I am writing the symbol and parameters of a hybridized model in Python as follows
net.hybridize()
out_sym = net(mx.sym.Variable("data"))
out_sym.save(sym_path)
net.collect_params().save(params_path)
Further, I am able to load the symbol and params in Python again (although there might be a more elegant way to do this) with
sym = mx.sym.load(sym_path)
params = mx.nd.load(params_path)
mod = mx.mod.Module(model, label_names=[])
mod.bind(data_shapes=[('data', data.shape)])
mod.init_params()
(args, auxs) = mod.get_params()
mod.set_params(params, auxs)
mod.forward(mx.io.DataBatch(data=[data]))

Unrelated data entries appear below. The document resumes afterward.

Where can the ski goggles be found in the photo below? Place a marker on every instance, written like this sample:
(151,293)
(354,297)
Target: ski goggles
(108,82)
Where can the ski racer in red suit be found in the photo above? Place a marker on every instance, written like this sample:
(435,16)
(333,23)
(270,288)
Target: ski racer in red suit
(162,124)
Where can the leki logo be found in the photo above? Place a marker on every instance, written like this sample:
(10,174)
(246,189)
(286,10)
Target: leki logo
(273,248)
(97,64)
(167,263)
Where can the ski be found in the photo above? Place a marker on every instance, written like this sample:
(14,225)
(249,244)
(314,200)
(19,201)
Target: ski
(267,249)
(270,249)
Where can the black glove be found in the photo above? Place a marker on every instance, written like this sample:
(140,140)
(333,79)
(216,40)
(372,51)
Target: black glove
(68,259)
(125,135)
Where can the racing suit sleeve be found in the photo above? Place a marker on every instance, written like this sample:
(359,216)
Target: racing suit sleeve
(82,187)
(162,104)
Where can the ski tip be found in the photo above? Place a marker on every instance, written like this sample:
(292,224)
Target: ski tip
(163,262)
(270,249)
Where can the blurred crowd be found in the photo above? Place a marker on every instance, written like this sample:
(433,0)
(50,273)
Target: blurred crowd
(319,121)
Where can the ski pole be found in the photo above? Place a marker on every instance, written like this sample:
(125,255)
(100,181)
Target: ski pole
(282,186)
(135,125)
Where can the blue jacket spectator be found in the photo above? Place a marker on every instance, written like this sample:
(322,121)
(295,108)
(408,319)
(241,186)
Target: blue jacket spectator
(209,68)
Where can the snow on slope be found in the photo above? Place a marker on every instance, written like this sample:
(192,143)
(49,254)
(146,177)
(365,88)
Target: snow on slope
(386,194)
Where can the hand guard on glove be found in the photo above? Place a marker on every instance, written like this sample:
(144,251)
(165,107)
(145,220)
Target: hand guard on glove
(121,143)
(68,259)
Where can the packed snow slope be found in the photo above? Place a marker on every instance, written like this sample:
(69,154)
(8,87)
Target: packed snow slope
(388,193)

out = mod.get_outputs()[0]
However, I failed to load use the symbol and params in C++. I implemented the following code based on the examples in the repository
// Load the network structure and parameters
mxnet::cpp::Context ctx_gpu(mxnet::cpp::kGPU, 0);
mxnet::cpp::Symbol net = mxnet::cpp::Symbol::Load(model_path);
std::map<std::string, mxnet::cpp::NDArray> params;
mxnet::cpp::NDArray::Load(param_path, 0, ¶ms);
std::map<std::string, mxnet::cpp::NDArray> args_map;
std::map<std::string, mxnet::cpp::NDArray> aux_map;
for (const auto &k : params) {
if (k.first.substr(0, 4) == "aux:") {
auto name = k.first.substr(4, k.first.size() - 4);
aux_map[name] = k.second.Copy(ctx_gpu);
}
if (k.first.substr(0, 4) == "arg:") {
auto name = k.first.substr(4, k.first.size() - 4);
args_map[name] = k.second.Copy(ctx_gpu);
}
}
//Variant 1
mxnet::cpp::Executor* executor = net.SimpleBind(ctx_gpu, args_map);
executor->Forward(false);
//Variant 2
std::vector<mxnet::cpp::NDArray> arg_arrays;
std::vector<mxnet::cpp::NDArray> grad_arrays;
std::vector<mxnet::cpp::OpReqType> grad_reqs;
std::vector<mxnet::cpp::NDArray> aux_arrays;
std::map<std::string, mxnet::cpp::NDArray> arg_grad_store;
std::map<std::string, mxnet::cpp::OpReqType> grad_req_type;
net.InferExecutorArrays(ctx_gpu, &arg_arrays, &grad_arrays, &grad_reqs, &aux_arrays, args_map, arg_grad_store, grad_req_type, aux_map);
auto executor = net.Bind(ctx_gpu, arg_arrays, grad_arrays, grad_reqs, aux_arrays);
executor->Forward(false);
Both variants crash on execution with an CUDNN error: Check failed: e == CUDNN_STATUS_SUCCESS (8 vs. 0) cuDNN: CUDNN_STATUS_EXECUTION_FAILED if started on the GPU, or a SegFault on the CPU. If I change the MXNET_ENGINE_TYPE to NaiveEngine, the example runs, but the output is garbage (containing NaNs, …).
What am I missing in the C++ API?
Edit: It seems that reading the params is already problematic, as the names have no prefix “args:”, or “aux:”. But also loading all params to the args_map still fails with the same errors.